By now, everyone has heard of Krzysztof Charamsa, the ex-senior Vatican priest who was removed from his position after acknowledging his homosexuality and admitting that he was in a gay relationship. Most people have already formed an opinion on this topic, and many of us will have exasperatedly wondered why someone’s sexuality should affect anything at all. But how much is our opinion going to change anything?
Charamsa wrote a letter on Oct. 3 to Pope Francis where he addressed the hypocrisy of the Vatican for banning gay priests when the clergy was “full of homosexuals.” He released a copy of this letter to the BBC as well. Even as he puts all of his efforts into pointing out the double standards and injustices of the Roman Catholic Church, I respect him. However, I also wonder how much is going to be achieved.
Charamsa is one man. There are many like him, but they are either closeted and seemingly silent. On one hand, his actions and words might urge others in the Church and elsewhere to stand up for themselves, and every part of me wants that to happen. Yet, if I look at it objectively, I fear that it will not. Why? Simply because of what happened to Charamsa.
Admittedly, Charamsa being in a relationship violates the vow of celibacy Catholic priests take. Yet it cannot be denied that his sexuality played a role in his removal from his post. Others in the Church will see the aftermath of this, and the fear of being stripped off their job — the only thing many of them have ever known — might be too paralyzing to allow them to take a stand.
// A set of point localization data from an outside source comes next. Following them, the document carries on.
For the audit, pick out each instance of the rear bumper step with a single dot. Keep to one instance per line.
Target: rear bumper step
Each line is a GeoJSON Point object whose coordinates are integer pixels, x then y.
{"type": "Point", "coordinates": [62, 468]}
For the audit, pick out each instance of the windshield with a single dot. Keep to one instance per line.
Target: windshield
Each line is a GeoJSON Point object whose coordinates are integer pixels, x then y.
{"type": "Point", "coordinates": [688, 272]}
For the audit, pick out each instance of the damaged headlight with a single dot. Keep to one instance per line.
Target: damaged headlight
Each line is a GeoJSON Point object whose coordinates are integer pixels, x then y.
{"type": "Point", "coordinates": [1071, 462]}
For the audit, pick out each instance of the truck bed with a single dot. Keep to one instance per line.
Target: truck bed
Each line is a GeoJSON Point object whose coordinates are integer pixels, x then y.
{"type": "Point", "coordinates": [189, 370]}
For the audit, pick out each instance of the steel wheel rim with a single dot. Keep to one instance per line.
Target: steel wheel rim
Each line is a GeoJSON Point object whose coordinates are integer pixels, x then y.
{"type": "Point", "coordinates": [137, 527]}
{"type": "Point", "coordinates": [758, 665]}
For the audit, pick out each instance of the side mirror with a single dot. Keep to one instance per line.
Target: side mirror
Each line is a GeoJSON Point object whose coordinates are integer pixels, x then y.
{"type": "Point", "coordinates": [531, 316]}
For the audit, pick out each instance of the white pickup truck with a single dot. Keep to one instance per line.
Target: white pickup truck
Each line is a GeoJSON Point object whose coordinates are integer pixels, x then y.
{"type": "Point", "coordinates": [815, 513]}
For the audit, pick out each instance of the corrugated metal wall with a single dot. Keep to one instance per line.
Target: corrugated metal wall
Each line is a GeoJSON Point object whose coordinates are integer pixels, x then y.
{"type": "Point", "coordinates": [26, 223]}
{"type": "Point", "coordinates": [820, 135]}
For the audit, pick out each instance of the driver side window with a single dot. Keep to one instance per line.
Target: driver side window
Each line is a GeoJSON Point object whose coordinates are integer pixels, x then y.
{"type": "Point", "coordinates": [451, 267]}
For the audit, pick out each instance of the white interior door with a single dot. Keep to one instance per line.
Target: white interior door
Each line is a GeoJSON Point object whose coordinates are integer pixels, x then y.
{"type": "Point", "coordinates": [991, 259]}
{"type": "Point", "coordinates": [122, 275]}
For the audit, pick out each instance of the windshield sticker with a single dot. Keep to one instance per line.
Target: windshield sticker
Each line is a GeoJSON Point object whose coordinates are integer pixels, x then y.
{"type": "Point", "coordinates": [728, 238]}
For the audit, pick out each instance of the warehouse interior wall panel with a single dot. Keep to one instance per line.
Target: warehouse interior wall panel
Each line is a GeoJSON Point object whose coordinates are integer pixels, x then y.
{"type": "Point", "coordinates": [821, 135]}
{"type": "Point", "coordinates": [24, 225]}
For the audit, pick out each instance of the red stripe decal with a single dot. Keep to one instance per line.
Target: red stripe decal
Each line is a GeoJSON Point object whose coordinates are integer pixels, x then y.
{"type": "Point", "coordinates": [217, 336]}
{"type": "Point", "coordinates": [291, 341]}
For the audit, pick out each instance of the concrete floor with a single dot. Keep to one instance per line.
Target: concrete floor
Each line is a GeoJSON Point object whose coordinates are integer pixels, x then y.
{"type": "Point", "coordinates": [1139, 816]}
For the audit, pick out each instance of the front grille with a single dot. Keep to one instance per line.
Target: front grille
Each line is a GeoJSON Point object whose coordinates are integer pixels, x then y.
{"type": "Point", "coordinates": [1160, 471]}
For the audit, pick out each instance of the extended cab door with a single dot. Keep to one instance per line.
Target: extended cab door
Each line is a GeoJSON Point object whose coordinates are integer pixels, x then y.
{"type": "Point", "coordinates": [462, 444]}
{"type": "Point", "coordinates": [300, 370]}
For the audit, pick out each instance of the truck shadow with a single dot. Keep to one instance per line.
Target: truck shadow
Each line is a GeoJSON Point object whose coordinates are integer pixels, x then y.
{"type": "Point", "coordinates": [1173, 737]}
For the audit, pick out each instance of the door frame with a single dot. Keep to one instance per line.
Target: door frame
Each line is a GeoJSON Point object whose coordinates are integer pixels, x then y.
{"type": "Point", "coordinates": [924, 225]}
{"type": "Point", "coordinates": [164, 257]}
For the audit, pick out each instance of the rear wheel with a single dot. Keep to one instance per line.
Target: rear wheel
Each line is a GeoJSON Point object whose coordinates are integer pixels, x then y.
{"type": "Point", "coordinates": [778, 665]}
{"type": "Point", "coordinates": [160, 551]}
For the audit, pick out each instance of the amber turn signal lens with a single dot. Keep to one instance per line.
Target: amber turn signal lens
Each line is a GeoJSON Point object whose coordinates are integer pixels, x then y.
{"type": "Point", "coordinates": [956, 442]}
Moreover, Charamsa said that he is scared of what might happen to his mother because of his confession. I am sure he is not alone in his concerns.
In his letter, he praises Pope Francis for more progressive attitudes towards the gay community. Reading that made me happy, but then again Pope Francis is also only one man. He may preach and he may advocate, but the synod on family held in October still did not make any changes to the attitude towards gay Catholics. He is only one man that someday will be relieved of his papal duties. What will happen then?
Orthodoxy will prevail. Sparks are supposed to start revolutions (or fires). I respect and admire Charamsa and even Pope Francis for attempting to be some form of the spark needed to give LGBT Catholics the rights they deserve. However, said spark cannot ignite anything if the surroundings do not permit it. There is unrest, but there is also a great deal of fear and the weight of popular opinion. Much of the world may agree with Charamsa and Pope Francis, but in the Vatican the majority will never go against the status quo. Not yet, anyway.
I hope that the sparks that these figures have ignited will lead to something in the near future, because I know that it is not realistic to believe that a change of this magnitude will happen now. The secular world is seeing changes after years and years of efforts and injustices. The religious world will need more time. The religious world will need more fervor and effort and more people like Charamsa.